Humbolt Redwoods State Park, California
With 17,000 acres of colossal redwood groves and The Avenue of Giants winding through, Humbolt Redwoods State Park is home to Rockefeller Forest, the largest remaining old-growth forest in the world. This year-round recreation area is the ultimate playground for those who love the outdoors, from casual campers and families to novice and extreme outdoorsmen. There is something for everyone.

In 1921, the Save the Redwoods League dedicated the Colonel Raynal C. Bolling Memorial Grove in the Humbolt Redwoods State Park that is located along the Eel River in Northern California. Absorb the majesty of the towering redwoods set among colorful wildflowers, cascading waterfalls and flowing streams and blanketed by ferns and mosses.

Set up camp at Albee Creek, Burlington or Hidden Springs and take part in any of the activities available during the day, including 100 miles of hiking and horseback-riding trails, biking, swimming, boating, fishing and geocaching. Camping permits are required for overnight stays.

Do not miss: The 950-year-old, 250-foot Immortal Tree that has survived natural disasters and logging attempts.

Ludington State Park, Michigan
Nestled between Hamlin Lake and Lake Michigan lies the 5,300-acre Ludington State Park. Beaches, sand dunes and marshlands offer a unique playing field for the entire family. The 21.5 miles of hiking trails include a shore hike to Big Sable Point Lighthouse.

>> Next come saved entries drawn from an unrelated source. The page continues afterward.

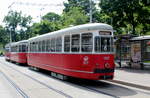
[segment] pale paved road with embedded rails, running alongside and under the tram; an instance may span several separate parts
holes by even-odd
[[[0,87],[2,87],[0,96],[4,94],[3,98],[150,97],[150,91],[108,81],[58,80],[51,77],[48,72],[36,72],[26,66],[6,62],[2,57],[0,58],[0,78]],[[14,85],[12,86],[12,84]],[[16,88],[20,90],[16,90]]]

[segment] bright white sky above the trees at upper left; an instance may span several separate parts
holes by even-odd
[[[48,12],[61,14],[64,9],[63,2],[67,0],[0,0],[0,25],[8,11],[22,11],[24,15],[31,15],[34,22]]]

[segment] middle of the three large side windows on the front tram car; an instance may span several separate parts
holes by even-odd
[[[72,35],[71,51],[79,52],[79,50],[80,50],[80,35],[79,34]]]

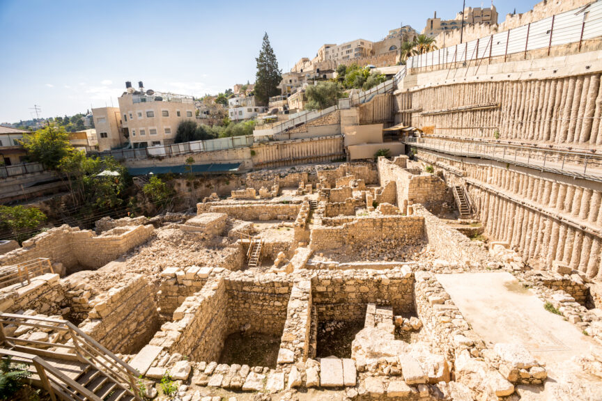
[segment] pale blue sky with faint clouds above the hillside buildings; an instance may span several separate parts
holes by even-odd
[[[500,22],[535,0],[495,1]],[[466,6],[491,1],[467,1]],[[461,0],[0,0],[0,122],[117,106],[124,82],[200,96],[254,81],[263,32],[282,70],[324,43],[379,40],[401,22],[421,31]]]

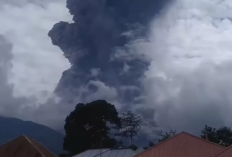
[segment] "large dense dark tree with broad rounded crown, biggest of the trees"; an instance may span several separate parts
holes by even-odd
[[[121,125],[114,105],[105,100],[76,105],[65,120],[64,150],[77,154],[91,148],[114,147],[113,129]]]

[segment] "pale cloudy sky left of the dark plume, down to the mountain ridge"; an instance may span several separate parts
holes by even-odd
[[[7,60],[10,68],[6,69],[1,64],[1,68],[7,70],[1,74],[6,77],[0,87],[3,91],[0,97],[4,99],[0,104],[3,108],[1,114],[46,124],[45,118],[39,116],[44,113],[41,108],[47,105],[48,98],[54,99],[53,91],[62,72],[70,67],[61,50],[51,44],[47,34],[54,23],[72,21],[72,16],[65,7],[65,1],[59,0],[40,3],[1,0],[0,7],[0,34],[3,40],[0,54],[9,53],[7,55],[11,56]],[[10,44],[10,48],[4,49],[4,43]],[[5,88],[9,88],[10,94],[5,93]]]

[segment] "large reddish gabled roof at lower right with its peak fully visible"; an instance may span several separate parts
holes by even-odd
[[[182,132],[135,157],[215,157],[225,149],[220,145]]]

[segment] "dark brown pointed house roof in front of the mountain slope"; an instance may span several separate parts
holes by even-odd
[[[0,146],[0,157],[56,157],[39,142],[22,135]]]

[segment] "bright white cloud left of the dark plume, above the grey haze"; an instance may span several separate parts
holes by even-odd
[[[15,96],[45,100],[70,65],[47,36],[52,26],[71,21],[65,1],[0,1],[0,34],[13,44],[10,83]],[[43,2],[43,3],[42,3]]]

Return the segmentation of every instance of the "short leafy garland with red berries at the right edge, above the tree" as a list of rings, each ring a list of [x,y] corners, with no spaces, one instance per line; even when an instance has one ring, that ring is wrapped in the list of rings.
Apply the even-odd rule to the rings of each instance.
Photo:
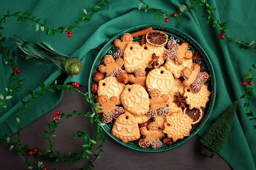
[[[245,77],[245,81],[243,82],[243,85],[244,85],[244,89],[246,90],[245,94],[243,94],[240,99],[243,99],[243,98],[247,98],[247,102],[244,103],[244,108],[245,108],[245,111],[247,111],[246,116],[248,117],[252,117],[250,118],[249,120],[255,120],[256,121],[256,116],[253,115],[253,112],[252,112],[252,108],[251,108],[251,105],[250,105],[250,100],[253,100],[254,97],[253,96],[250,96],[250,94],[253,94],[253,88],[252,87],[249,87],[249,85],[252,85],[250,84],[250,82],[252,83],[252,80],[253,80],[253,77],[252,77],[252,71],[256,69],[256,62],[252,65],[253,68],[250,68],[249,70],[246,71],[246,74],[244,75]],[[254,129],[256,129],[256,125],[253,125]]]

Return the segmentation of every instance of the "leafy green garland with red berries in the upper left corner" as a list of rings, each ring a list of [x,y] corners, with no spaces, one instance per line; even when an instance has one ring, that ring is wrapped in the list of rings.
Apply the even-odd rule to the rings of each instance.
[[[27,20],[31,20],[31,26],[34,27],[36,25],[35,26],[36,31],[39,30],[39,26],[40,26],[42,32],[44,32],[44,29],[46,28],[45,34],[52,35],[52,37],[53,37],[55,35],[55,32],[67,33],[69,31],[72,31],[74,28],[81,28],[79,26],[79,24],[83,20],[90,21],[91,18],[89,17],[89,15],[92,12],[100,11],[101,8],[99,6],[105,7],[104,3],[108,3],[108,0],[99,0],[93,8],[88,6],[89,12],[87,12],[86,9],[83,9],[83,12],[84,12],[83,16],[78,17],[77,20],[75,21],[75,24],[71,24],[68,28],[59,27],[57,29],[47,26],[46,25],[47,19],[44,20],[44,23],[40,23],[41,18],[37,18],[37,16],[32,17],[32,11],[26,11],[22,15],[19,15],[20,11],[15,12],[14,14],[11,14],[10,10],[8,10],[6,14],[0,15],[0,30],[4,29],[4,27],[1,27],[1,25],[2,25],[2,23],[6,22],[6,18],[17,17],[17,21],[20,21],[22,23],[26,23]],[[2,32],[0,32],[0,37],[1,36],[2,36]],[[8,50],[7,47],[4,47],[2,45],[2,42],[5,42],[5,41],[6,41],[6,37],[2,37],[0,39],[0,53],[6,54],[7,57],[6,57],[6,59],[3,59],[3,64],[4,65],[6,65],[8,63],[10,64],[10,66],[12,68],[12,71],[10,72],[10,74],[14,74],[14,76],[12,77],[13,83],[8,88],[6,88],[6,92],[4,92],[3,94],[0,93],[0,110],[7,107],[6,100],[12,98],[12,93],[14,91],[20,92],[19,89],[23,88],[23,84],[21,84],[21,82],[23,82],[25,80],[25,79],[19,79],[18,73],[16,71],[14,71],[15,61],[14,61],[14,59],[10,59],[11,51]],[[15,87],[15,82],[17,82],[16,87]]]

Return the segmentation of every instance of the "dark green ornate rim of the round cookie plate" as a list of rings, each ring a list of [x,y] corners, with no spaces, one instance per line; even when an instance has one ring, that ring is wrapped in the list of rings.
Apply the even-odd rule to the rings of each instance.
[[[148,26],[148,27],[150,27],[150,26],[161,26],[161,27],[170,28],[170,29],[173,29],[173,30],[175,30],[175,31],[177,31],[177,32],[180,32],[181,34],[183,34],[183,35],[185,35],[186,37],[188,37],[189,39],[191,39],[191,40],[201,49],[201,51],[204,53],[204,55],[205,55],[205,57],[206,57],[206,59],[207,59],[207,61],[208,61],[208,63],[209,63],[209,66],[210,66],[211,71],[212,71],[211,77],[214,79],[214,81],[213,81],[213,87],[212,87],[212,88],[213,88],[213,91],[215,92],[215,90],[216,90],[216,88],[215,88],[215,87],[216,87],[216,81],[215,81],[215,73],[214,73],[214,70],[213,70],[213,67],[212,67],[212,63],[211,63],[211,61],[210,61],[210,59],[209,59],[207,53],[204,51],[204,49],[201,47],[201,45],[198,44],[197,41],[195,41],[192,37],[190,37],[188,34],[184,33],[183,31],[180,31],[180,30],[178,30],[177,28],[174,28],[174,27],[171,27],[171,26],[167,26],[167,25],[164,25],[164,24],[142,24],[142,25],[138,25],[138,26],[131,27],[131,28],[127,28],[127,29],[125,29],[124,31],[122,31],[121,33],[116,34],[113,38],[111,38],[108,42],[106,42],[105,45],[101,48],[101,50],[99,51],[99,53],[98,53],[97,56],[95,57],[95,59],[94,59],[94,61],[93,61],[93,64],[92,64],[92,67],[91,67],[91,69],[90,69],[89,80],[88,80],[88,92],[89,92],[89,97],[90,97],[90,98],[91,98],[91,97],[94,97],[94,96],[90,93],[91,75],[93,75],[93,66],[96,64],[96,61],[97,61],[99,55],[102,53],[103,50],[105,50],[105,47],[106,47],[110,42],[112,42],[113,40],[115,40],[117,37],[120,37],[122,34],[126,33],[127,31],[129,31],[129,30],[131,30],[131,29],[138,28],[138,27],[143,27],[143,26],[144,26],[144,27],[145,27],[145,26]],[[132,149],[132,150],[137,150],[137,151],[140,151],[140,152],[147,152],[147,153],[158,153],[158,152],[165,152],[165,151],[168,151],[168,150],[172,150],[172,149],[175,149],[175,148],[177,148],[177,147],[180,147],[181,145],[183,145],[184,143],[186,143],[186,142],[188,142],[190,139],[192,139],[192,137],[194,137],[194,136],[201,130],[201,128],[205,125],[205,123],[206,123],[207,120],[209,119],[209,116],[210,116],[211,113],[212,113],[212,109],[213,109],[213,106],[214,106],[214,103],[215,103],[215,97],[216,97],[216,95],[212,93],[212,97],[213,97],[213,99],[212,99],[212,106],[211,106],[211,108],[209,108],[209,109],[210,109],[210,110],[209,110],[209,115],[207,116],[206,120],[205,120],[204,122],[202,122],[201,126],[198,127],[198,130],[197,130],[195,133],[193,133],[192,135],[188,136],[188,138],[186,138],[186,140],[184,140],[183,142],[181,142],[180,145],[176,145],[176,146],[174,146],[174,147],[170,147],[170,148],[167,148],[167,149],[165,149],[165,150],[157,150],[157,149],[156,149],[156,150],[140,150],[140,149],[137,149],[137,148],[128,146],[128,145],[126,145],[125,143],[123,143],[122,141],[119,141],[119,139],[116,139],[113,135],[107,133],[103,127],[102,127],[102,130],[103,130],[109,137],[111,137],[111,139],[113,139],[115,142],[117,142],[117,143],[119,143],[119,144],[122,144],[123,146],[128,147],[129,149]],[[93,107],[93,104],[92,104],[92,102],[90,102],[90,108],[92,109],[92,107]],[[93,111],[93,113],[96,113],[96,112],[94,111],[94,109],[92,109],[92,111]],[[107,125],[104,125],[104,126],[107,126]]]

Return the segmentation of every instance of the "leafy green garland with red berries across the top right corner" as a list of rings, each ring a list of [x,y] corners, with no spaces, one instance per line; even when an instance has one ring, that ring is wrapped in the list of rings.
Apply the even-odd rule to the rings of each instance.
[[[244,48],[255,48],[256,49],[256,45],[255,45],[255,41],[252,42],[244,42],[240,40],[240,37],[237,37],[236,39],[233,39],[231,37],[227,37],[227,33],[225,32],[226,28],[227,28],[227,22],[220,22],[219,20],[216,20],[214,17],[212,17],[212,13],[216,10],[216,8],[214,8],[213,5],[209,5],[207,3],[207,0],[201,0],[201,2],[198,2],[199,0],[189,0],[188,2],[186,2],[186,5],[182,5],[179,10],[178,10],[178,14],[176,14],[174,11],[172,14],[169,13],[160,13],[161,9],[157,9],[157,8],[152,8],[151,6],[148,6],[148,4],[146,4],[143,0],[140,0],[140,5],[139,5],[139,10],[143,7],[143,5],[145,5],[145,12],[148,11],[148,9],[151,9],[152,11],[155,12],[154,18],[157,17],[157,15],[159,15],[158,20],[162,20],[163,18],[168,18],[169,17],[174,17],[178,22],[180,22],[180,19],[178,16],[185,14],[187,11],[194,10],[196,12],[196,9],[194,8],[194,5],[196,4],[197,6],[205,6],[207,9],[207,14],[203,15],[202,17],[208,17],[207,20],[207,24],[209,24],[210,22],[213,22],[213,27],[216,27],[217,25],[219,26],[219,33],[220,36],[224,35],[223,37],[220,38],[220,40],[224,40],[224,38],[227,39],[227,44],[229,44],[230,42],[236,42],[236,44],[243,46]],[[168,20],[167,20],[168,22]]]

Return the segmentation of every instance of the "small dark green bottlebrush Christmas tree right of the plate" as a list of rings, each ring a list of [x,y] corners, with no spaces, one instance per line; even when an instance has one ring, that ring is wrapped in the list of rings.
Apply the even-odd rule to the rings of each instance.
[[[235,118],[237,101],[233,103],[207,130],[200,142],[204,145],[201,153],[212,158],[214,152],[220,153],[227,141]],[[214,151],[214,152],[212,152]]]

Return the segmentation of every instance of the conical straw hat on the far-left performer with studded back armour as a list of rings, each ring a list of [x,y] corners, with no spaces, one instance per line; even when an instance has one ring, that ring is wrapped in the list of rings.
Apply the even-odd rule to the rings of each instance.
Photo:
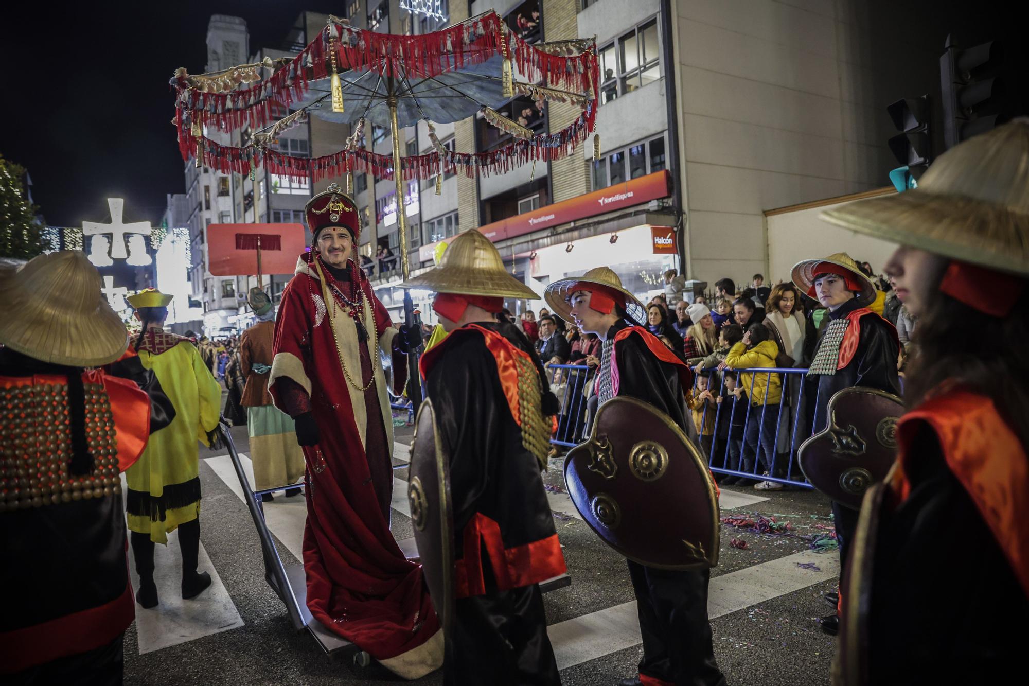
[[[59,250],[0,271],[0,343],[56,365],[99,367],[129,344],[126,327],[100,291],[97,268],[78,250]]]

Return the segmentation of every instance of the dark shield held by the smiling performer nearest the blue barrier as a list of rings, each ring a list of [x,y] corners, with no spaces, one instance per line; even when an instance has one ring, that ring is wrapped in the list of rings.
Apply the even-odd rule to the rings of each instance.
[[[903,403],[892,393],[853,386],[828,403],[825,430],[801,445],[797,461],[808,481],[852,510],[896,457],[896,426]]]

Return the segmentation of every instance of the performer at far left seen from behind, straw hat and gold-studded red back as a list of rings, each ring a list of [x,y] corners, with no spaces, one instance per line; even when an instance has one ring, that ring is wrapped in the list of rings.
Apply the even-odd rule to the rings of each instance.
[[[102,285],[72,250],[0,272],[3,683],[121,683],[135,610],[118,474],[143,452],[150,401],[91,369],[128,343]]]

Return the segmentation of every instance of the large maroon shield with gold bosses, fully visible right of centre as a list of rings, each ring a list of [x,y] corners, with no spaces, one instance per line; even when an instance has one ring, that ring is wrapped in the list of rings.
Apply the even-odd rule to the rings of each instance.
[[[718,498],[700,451],[671,417],[635,398],[597,412],[565,457],[565,486],[582,519],[631,560],[666,570],[718,562]]]

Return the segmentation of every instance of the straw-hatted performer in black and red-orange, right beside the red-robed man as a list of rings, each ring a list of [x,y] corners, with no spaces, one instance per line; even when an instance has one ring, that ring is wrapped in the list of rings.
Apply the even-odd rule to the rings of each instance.
[[[504,298],[539,296],[477,231],[405,286],[436,291],[448,335],[421,361],[454,514],[456,613],[445,683],[560,684],[539,582],[565,573],[540,471],[558,401],[533,345],[497,321]]]

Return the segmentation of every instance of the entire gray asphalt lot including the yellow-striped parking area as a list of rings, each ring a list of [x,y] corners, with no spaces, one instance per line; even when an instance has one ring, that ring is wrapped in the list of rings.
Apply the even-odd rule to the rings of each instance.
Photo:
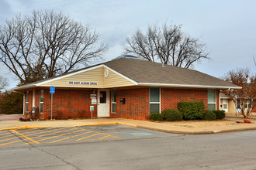
[[[121,124],[0,131],[0,169],[256,169],[256,131],[171,134]]]

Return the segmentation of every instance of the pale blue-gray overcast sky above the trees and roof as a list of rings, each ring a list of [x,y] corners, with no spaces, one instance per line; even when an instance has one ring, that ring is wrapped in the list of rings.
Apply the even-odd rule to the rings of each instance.
[[[182,31],[206,43],[210,60],[195,65],[211,76],[220,77],[237,67],[255,72],[256,1],[195,0],[0,0],[0,25],[17,13],[30,15],[33,10],[50,9],[70,15],[71,19],[91,24],[99,40],[109,46],[107,60],[123,53],[126,37],[137,28],[164,22],[182,25]],[[255,58],[256,59],[256,58]],[[1,73],[16,87],[9,70],[0,63]]]

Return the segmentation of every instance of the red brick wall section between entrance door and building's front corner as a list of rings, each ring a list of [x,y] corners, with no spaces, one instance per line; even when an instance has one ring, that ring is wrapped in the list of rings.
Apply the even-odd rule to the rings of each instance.
[[[120,98],[125,98],[126,103],[120,104]],[[149,88],[116,90],[116,114],[111,117],[126,119],[149,119]]]

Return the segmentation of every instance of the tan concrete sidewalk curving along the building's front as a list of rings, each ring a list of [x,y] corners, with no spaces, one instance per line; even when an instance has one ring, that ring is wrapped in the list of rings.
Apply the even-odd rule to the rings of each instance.
[[[59,128],[101,124],[124,124],[137,128],[147,128],[154,131],[164,131],[175,134],[213,134],[228,131],[244,131],[256,129],[256,121],[253,124],[237,124],[243,119],[227,117],[223,121],[181,121],[181,122],[153,122],[137,121],[122,118],[98,118],[84,120],[64,121],[0,121],[0,131],[16,128]]]

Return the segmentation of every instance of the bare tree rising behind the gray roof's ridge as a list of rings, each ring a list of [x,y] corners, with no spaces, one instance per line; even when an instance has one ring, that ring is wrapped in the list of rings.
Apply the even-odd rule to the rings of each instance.
[[[130,38],[126,38],[125,53],[171,66],[190,68],[201,59],[209,59],[206,45],[187,36],[181,26],[148,26],[147,33],[137,29]]]

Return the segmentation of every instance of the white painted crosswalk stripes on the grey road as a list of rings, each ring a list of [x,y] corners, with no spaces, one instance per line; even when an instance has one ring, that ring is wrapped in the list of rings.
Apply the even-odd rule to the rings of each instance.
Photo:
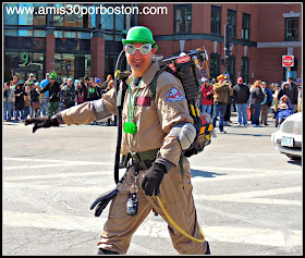
[[[23,161],[30,164],[24,165],[7,165],[4,167],[4,172],[7,171],[19,171],[23,169],[42,169],[46,167],[71,167],[71,165],[112,165],[112,162],[91,162],[91,161],[61,161],[61,160],[47,160],[47,159],[28,159],[28,158],[3,158],[4,161]],[[223,171],[233,171],[233,169],[228,168],[216,168],[216,167],[194,167],[194,170],[200,171],[213,171],[216,173],[221,173]],[[124,170],[120,170],[120,174]],[[217,177],[192,177],[194,185],[203,182],[219,182],[219,181],[230,181],[237,179],[254,179],[254,177],[270,177],[279,176],[283,172],[272,171],[272,170],[252,170],[242,169],[239,170],[240,174],[221,174]],[[300,174],[300,171],[289,171],[289,174]],[[70,177],[87,177],[96,179],[100,175],[106,175],[108,179],[111,177],[113,172],[111,170],[100,171],[77,171],[75,173],[53,173],[53,174],[27,174],[27,175],[7,175],[3,182],[3,193],[8,193],[10,189],[19,188],[26,189],[28,187],[35,191],[49,191],[53,193],[77,193],[82,194],[100,194],[101,186],[99,183],[91,184],[93,181],[88,181],[87,184],[83,186],[64,186],[64,185],[51,185],[47,182],[39,182],[41,180],[61,180]],[[29,184],[29,182],[33,182]],[[113,183],[114,185],[114,183]],[[111,189],[113,185],[106,184],[102,185],[102,191],[106,192]],[[212,201],[234,201],[234,202],[249,202],[249,204],[265,204],[265,205],[278,205],[278,206],[302,206],[300,200],[288,200],[284,198],[283,194],[302,193],[302,187],[281,187],[266,191],[251,191],[242,193],[230,193],[222,195],[196,195],[194,194],[195,201],[202,200],[212,200]],[[272,195],[283,195],[282,198],[270,198]],[[221,211],[217,211],[221,212]],[[167,223],[160,218],[149,219],[149,217],[144,221],[139,229],[135,232],[137,236],[150,236],[150,237],[162,237],[170,242],[169,233],[167,231]],[[3,225],[5,226],[28,226],[28,228],[39,228],[39,229],[53,229],[62,231],[84,231],[84,232],[96,232],[100,233],[102,225],[107,220],[107,213],[99,218],[94,217],[93,211],[88,213],[88,217],[71,216],[68,213],[54,214],[54,213],[38,213],[38,212],[20,212],[3,210]],[[242,226],[203,226],[206,238],[209,241],[227,242],[227,243],[242,243],[242,244],[253,244],[253,245],[264,245],[264,246],[277,246],[277,247],[293,247],[302,246],[302,231],[293,230],[276,230],[276,229],[259,229],[259,228],[242,228]],[[150,249],[145,246],[136,245],[132,243],[137,249],[141,249],[144,254],[154,255]]]

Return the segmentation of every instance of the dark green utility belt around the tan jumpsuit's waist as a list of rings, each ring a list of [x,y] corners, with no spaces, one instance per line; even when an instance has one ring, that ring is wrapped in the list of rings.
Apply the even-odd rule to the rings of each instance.
[[[132,161],[132,164],[136,164],[138,170],[148,170],[152,165],[152,162],[156,160],[158,151],[159,148],[149,149],[142,152],[130,151],[126,155],[126,159],[124,160],[123,165],[127,168],[129,162]]]

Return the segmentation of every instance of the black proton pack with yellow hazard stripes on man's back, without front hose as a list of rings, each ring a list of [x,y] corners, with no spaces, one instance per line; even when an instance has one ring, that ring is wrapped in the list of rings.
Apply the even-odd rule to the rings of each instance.
[[[196,137],[193,144],[183,152],[185,157],[191,157],[203,151],[205,146],[210,144],[210,137],[213,133],[210,116],[208,113],[200,114],[199,110],[200,86],[195,66],[198,59],[203,59],[203,52],[200,51],[159,61],[160,70],[149,85],[150,98],[155,100],[157,79],[163,71],[170,72],[182,83],[190,114],[194,120],[194,127],[196,128]]]

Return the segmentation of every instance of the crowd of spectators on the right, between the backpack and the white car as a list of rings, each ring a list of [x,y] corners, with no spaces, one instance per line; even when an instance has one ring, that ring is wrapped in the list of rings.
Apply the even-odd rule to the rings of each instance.
[[[212,125],[219,121],[219,132],[227,133],[223,126],[231,126],[231,110],[237,113],[237,126],[268,126],[268,114],[273,113],[278,126],[279,113],[302,112],[302,86],[295,85],[292,77],[288,82],[267,85],[257,79],[253,84],[245,84],[242,77],[232,85],[229,74],[220,74],[217,78],[203,77],[200,108],[212,118]]]

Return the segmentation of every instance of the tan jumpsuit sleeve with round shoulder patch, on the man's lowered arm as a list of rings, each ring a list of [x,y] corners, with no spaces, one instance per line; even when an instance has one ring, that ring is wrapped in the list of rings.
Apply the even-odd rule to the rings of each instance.
[[[181,146],[179,139],[169,134],[172,126],[176,123],[191,123],[194,121],[188,113],[187,102],[181,82],[169,73],[162,73],[158,77],[156,90],[156,106],[159,121],[162,130],[167,134],[163,145],[160,148],[160,155],[163,159],[169,160],[178,165],[181,156]],[[182,94],[182,100],[170,101],[169,94],[174,88]]]

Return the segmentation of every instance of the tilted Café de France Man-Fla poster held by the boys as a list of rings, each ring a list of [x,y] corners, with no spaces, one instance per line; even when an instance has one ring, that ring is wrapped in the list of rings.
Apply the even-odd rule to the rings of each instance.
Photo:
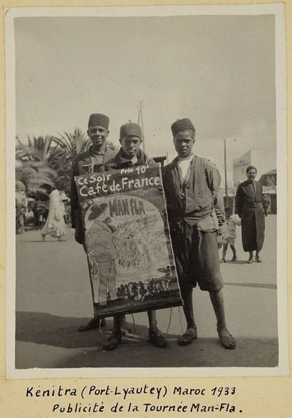
[[[160,165],[75,177],[95,315],[182,305]]]

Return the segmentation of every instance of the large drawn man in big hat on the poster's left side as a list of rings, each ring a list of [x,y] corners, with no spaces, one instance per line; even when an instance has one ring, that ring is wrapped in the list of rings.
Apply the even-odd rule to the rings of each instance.
[[[107,208],[106,203],[94,204],[90,207],[88,220],[94,222],[85,238],[85,245],[93,251],[95,262],[99,267],[98,303],[100,305],[106,305],[108,294],[110,300],[118,297],[115,286],[115,259],[118,258],[118,252],[113,241],[113,234],[117,228],[110,225],[111,218],[99,219]]]

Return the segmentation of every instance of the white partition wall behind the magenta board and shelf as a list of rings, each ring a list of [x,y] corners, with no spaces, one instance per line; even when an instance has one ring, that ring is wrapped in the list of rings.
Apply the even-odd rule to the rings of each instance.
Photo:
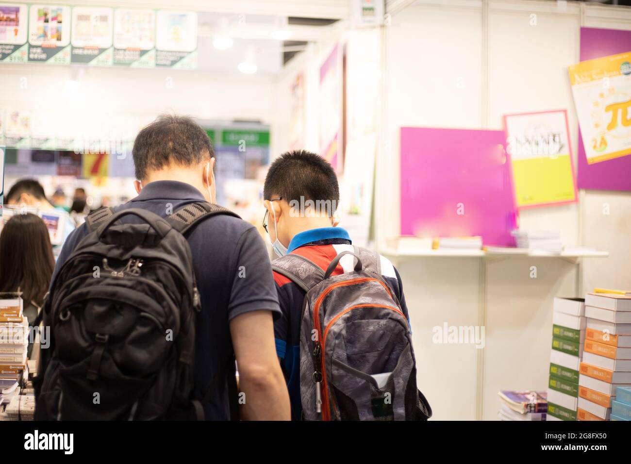
[[[567,109],[578,126],[567,66],[581,25],[631,29],[631,9],[575,2],[417,1],[384,28],[382,140],[375,226],[380,247],[399,232],[401,126],[501,129],[511,112]],[[631,175],[631,173],[629,173]],[[521,211],[526,230],[558,230],[565,246],[608,258],[401,257],[419,384],[435,419],[497,419],[498,390],[545,390],[555,296],[631,287],[631,195],[581,191],[575,205]],[[603,204],[609,214],[603,215]],[[535,266],[536,278],[531,277]],[[437,345],[432,327],[485,327],[486,346]]]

Visitors can enjoy canoeing, kayaking, fishing and tubing along the Sable River. Equipment can be rented or personal watercraft can be launched from the boat ramp. There are abundant nature walks, bike trails, canoe trails and inlets as well as soft sand beaches. The three modern campgrounds are home to 355 campsites with electricity, bathrooms and showers. For the more experienced campers, there are 10 rustic tent sites available at the Jack Pine Hike-In only campground.

Visitor favorite: A kayak trip to Lost Lake to see water lilies, swans, eagles and other wildlife.


Tallulah Gorge State Park, Georgia
Visitors describe Tallulah Gorge State Park in Georgia as one of their favorite wonders of nature. Here you can climb to the breathtaking views of Hurricane Falls, hike to the bottom of the 2-mile-long, 1,000-feet-deep Tallulah Gorge and go fishing in Tallulah Lake.

With adventure options that range from beginner hiker to hard-core rock climber, this is a great place for a family adventure, a parent/child trek or a wild-country climbing expedition with buddies.

The 2,739 acre park has 50 tent and RV campsites and a pioneer campground. There are just 100 permits issued a day to visitors interested in hiking to the bottom of the Gorge.

Keep your eye out for protected species such as the monkey-faced orchids and green salamanders that live in the park.

Do not miss: A walk along a suspension bridge that sways 80 feet above the bottom of the gorge.

The geological diversity across the country offers valuable natural resources to replenish the spirit and allows for incredible outdoor recreation opportunities.